There was a muffled giggle from under the shroud covering April.
“What was that?" Zachary started.
“What was what?” Boris was removing the sock with the hole in it. His fingers tickled the sole of my foot, and I almost bit through my lip to keep from giggling aloud myself.
“I thought I heard something.”
“Oh, come on now, Zachary. After all these years, you’re not going to start developing nervous tension now, are you?”
“I've always had a nervous stomach,” Zachary said defensively.
“It’s an occupational hazard.” Boris pushed the shroud up over my waist and tugged off my trousers and shorts. Then he pulled the shroud back down in place again. “You should really try that new speedy alkalizing agent that soothes the walls of your intestines while it eases headache pain at the same time.”
“Those things never work on me."
“That’s what I used to say, but this one is different. It's got that new wonder-drug in it, a derivative of embalming fluid.”
“I thought that's what was in the detergent.”
“You mean the bleach. But it’s not the same thing.” Boris was beside me now, his fingers under the shroud unbuttoning my shirt. “Give me a hand, Zachary,” he said. “Let’s sit him up so I can pull off his jacket and shirt.”
I held my breath as Zachary supported me. I made my eyes wide and staring as the shroud fell away from my face. It wasn’t necessary. Boris and Zachary were performing their task by rote, and they paid very little attention to me. Except that Zachary did remark that I was still pretty warm.
“They’re always rushing things,” Boris replied as he helped Zachary lay me back down on the slab. “Business is really on the upswing around here. You’d think they’d give us a raise.” He rearranged the shroud over me.
“Might as well put a clean one on him,” Zachary said.
“Okay.” Boris whisked the shroud off.
I felt a sudden chill in the area of my groin. I trembled for an instant before I got control of myself.
“Boris!” Zachary had seen the movement. “He moved.”
“Nonsense!” Boris spread a clean shroud over me. “You just imagined that, Zachary. You always think things are reacting to you because you're self-conscious.”
“Me self-conscious? Why should I be self-conscious?”
“Zachary, I made up my mind I was going to tell you this. You’re self-conscious because you have bad breath!”
“Bad breath! But how could I? I gargle with a mouth-wash every morning!”
“Well, Zachary, your mouthwash is letting you down. You know why the boss never asks you to lunch? I'll tell you why the boss never asks you to lunch. It’s because you’ve got bad breath, that’s why! Bad breath!”

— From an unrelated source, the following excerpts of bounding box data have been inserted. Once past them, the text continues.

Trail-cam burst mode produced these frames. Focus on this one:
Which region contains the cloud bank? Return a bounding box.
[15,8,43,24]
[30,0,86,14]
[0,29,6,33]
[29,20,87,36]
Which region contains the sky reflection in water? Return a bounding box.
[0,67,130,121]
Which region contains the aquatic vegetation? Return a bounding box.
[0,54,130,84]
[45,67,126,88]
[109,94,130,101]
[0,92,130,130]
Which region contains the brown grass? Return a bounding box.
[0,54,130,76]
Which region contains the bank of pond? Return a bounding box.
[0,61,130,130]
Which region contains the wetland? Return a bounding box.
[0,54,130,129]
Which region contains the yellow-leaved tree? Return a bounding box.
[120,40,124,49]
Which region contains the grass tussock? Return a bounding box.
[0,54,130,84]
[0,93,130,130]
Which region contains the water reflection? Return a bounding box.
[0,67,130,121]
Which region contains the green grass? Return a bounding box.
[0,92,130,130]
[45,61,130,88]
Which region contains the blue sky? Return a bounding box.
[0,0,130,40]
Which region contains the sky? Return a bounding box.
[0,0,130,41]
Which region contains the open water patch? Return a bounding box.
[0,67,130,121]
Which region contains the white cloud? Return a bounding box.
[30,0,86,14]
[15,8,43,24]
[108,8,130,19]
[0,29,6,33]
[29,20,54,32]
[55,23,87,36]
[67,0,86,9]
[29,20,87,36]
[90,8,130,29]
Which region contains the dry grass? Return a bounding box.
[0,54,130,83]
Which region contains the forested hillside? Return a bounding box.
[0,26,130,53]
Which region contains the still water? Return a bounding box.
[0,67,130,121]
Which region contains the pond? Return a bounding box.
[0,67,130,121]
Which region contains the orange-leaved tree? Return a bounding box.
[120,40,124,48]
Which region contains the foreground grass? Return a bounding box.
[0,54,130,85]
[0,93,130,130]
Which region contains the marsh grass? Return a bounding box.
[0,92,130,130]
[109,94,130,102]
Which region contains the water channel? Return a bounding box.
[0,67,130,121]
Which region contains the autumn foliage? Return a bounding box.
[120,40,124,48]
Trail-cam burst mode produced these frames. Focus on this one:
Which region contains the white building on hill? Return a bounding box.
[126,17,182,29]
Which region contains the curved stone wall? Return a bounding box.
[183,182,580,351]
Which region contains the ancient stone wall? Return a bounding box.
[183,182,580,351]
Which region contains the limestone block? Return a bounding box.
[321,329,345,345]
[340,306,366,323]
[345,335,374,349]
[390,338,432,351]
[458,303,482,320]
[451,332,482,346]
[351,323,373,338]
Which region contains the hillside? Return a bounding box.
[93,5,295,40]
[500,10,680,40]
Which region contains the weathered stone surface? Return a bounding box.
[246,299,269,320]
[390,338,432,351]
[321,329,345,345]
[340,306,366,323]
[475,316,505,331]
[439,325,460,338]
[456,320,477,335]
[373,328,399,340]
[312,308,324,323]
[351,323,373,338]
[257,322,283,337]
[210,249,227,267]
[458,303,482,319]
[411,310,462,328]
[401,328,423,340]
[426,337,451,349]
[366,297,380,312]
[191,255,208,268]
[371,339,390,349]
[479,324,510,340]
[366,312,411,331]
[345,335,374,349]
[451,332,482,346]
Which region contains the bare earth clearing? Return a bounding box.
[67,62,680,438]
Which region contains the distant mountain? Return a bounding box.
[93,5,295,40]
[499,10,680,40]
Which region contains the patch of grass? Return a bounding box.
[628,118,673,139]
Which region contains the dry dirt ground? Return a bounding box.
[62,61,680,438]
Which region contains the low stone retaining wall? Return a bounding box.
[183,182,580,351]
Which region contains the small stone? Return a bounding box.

“My mouthwash is letting me down,” Zachary brooded.
“I thought maybe my deodorant, but never my mouth-wash. And that’s why the boss never asks me to lunch. I thought it was just because he knows I don’t like Transylvanian food.”
“You need a new mouthwash, Zachary!” Boris was very positive. “Your breath smells like when the wind’s blowing from the slaughterhouse. You gotta try that great new mouthwash flavored with formaldehyde.”
“Formaldehyde? Isn’t that what they use in embalming fluid?”
“Yeah.”
“Won't my breath smell like a strong bleach, then?”
“So what? Anything would be an improvement.”
“You sure you’re not smelling the stiffs?” Zachary’s voice sounded plaintive.
“Maybe.” Boris relented. “Now you mention it, this place does smell a little gamy. We better put on the fridge.”
A moment later there was the sound of whirring refrigeration machinery. It was followed by the slam of a heavy door being closed. I waited a minute to make sure they were gone, and then chanced poking my head out from under the shroud. The first thing I saw was April sitting up on her slab.